Spotlight on Artists: Leroy Moore

Published on

April 1, 2024

McGuinness Law Group is lucky to share office space with Goldstein Borgen, Dardarian Ho, a civil rights law firm whose office is decorated almost exclusively with art created by artists with disabilities. In that spirit, we're implementing an occasional series highlighting the work of artists whose disabilities are integral to their work. Today we spotlight Leroy F. Moore, Jr., whom Celia first met as her client in a housing discrimination case.

Leroy Moore describes himself as a Black disabled writer, author, poet, hip-hop/music lover, and community activist. Born with cerebral palsy, he has dedicated much of his writing and activism to disability rights. He was founder of the Krip-Hop Nation project and co-founder of the performance art collective Sins Invalid. Krip-Hop emerged from his interest in Black musicians marginalized because of their disabilities. “The mission of Krip-Hop Project,” he has written, “is to get the musical talents of hip-hop artists with disabilities into the hands of media outlets, educators, hip-hop, disabled and race scholars, youth, hip-hop conference coordinators, and agents and to report the latest news about musicians with disabilities.” Celia has seen him perform in a Sins Invalid piece, a moving and unforgettable experience. See more at Sins Invalid.

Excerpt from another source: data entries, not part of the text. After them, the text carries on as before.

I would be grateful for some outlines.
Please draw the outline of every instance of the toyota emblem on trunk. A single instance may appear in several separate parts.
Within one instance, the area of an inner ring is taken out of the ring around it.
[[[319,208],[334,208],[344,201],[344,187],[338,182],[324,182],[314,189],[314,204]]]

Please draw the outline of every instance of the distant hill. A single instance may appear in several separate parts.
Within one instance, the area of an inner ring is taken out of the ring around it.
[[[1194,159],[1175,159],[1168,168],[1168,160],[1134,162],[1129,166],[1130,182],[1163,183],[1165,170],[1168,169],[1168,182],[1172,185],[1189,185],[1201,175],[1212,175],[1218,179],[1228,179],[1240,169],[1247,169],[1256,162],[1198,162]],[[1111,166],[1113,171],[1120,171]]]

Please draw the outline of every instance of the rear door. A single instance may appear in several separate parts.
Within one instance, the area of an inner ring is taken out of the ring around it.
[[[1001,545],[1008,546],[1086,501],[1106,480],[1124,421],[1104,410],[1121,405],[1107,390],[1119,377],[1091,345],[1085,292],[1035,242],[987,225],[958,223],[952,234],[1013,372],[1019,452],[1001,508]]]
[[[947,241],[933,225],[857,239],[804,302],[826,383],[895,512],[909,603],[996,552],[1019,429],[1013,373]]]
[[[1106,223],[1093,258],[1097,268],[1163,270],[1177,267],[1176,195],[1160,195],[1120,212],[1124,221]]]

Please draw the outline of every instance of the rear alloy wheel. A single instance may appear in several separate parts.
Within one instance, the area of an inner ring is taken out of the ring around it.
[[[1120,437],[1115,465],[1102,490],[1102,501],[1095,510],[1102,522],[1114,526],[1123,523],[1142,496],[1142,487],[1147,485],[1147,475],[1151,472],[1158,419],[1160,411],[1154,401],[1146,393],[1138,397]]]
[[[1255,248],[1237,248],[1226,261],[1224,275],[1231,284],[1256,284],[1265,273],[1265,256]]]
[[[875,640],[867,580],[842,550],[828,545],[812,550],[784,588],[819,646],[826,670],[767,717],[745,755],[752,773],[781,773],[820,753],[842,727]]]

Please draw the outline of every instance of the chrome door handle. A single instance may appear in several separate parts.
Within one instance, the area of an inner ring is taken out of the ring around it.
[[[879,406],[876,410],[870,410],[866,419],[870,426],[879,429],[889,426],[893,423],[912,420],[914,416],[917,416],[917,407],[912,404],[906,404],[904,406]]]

Leroy never stops learning. He is currently a doctoral student in linguistic anthropology at UCLA. He recently finished his Master’s Thesis, “Krip-Hop Pedagogy.” Congratulations, Leroy! He also serves as the Chair of the Black Disability Studies Committee for the National Black Disability Coalition. He writes and delivers lectures and performances that reflect the intersections between racism and ableism in the United States and abroad.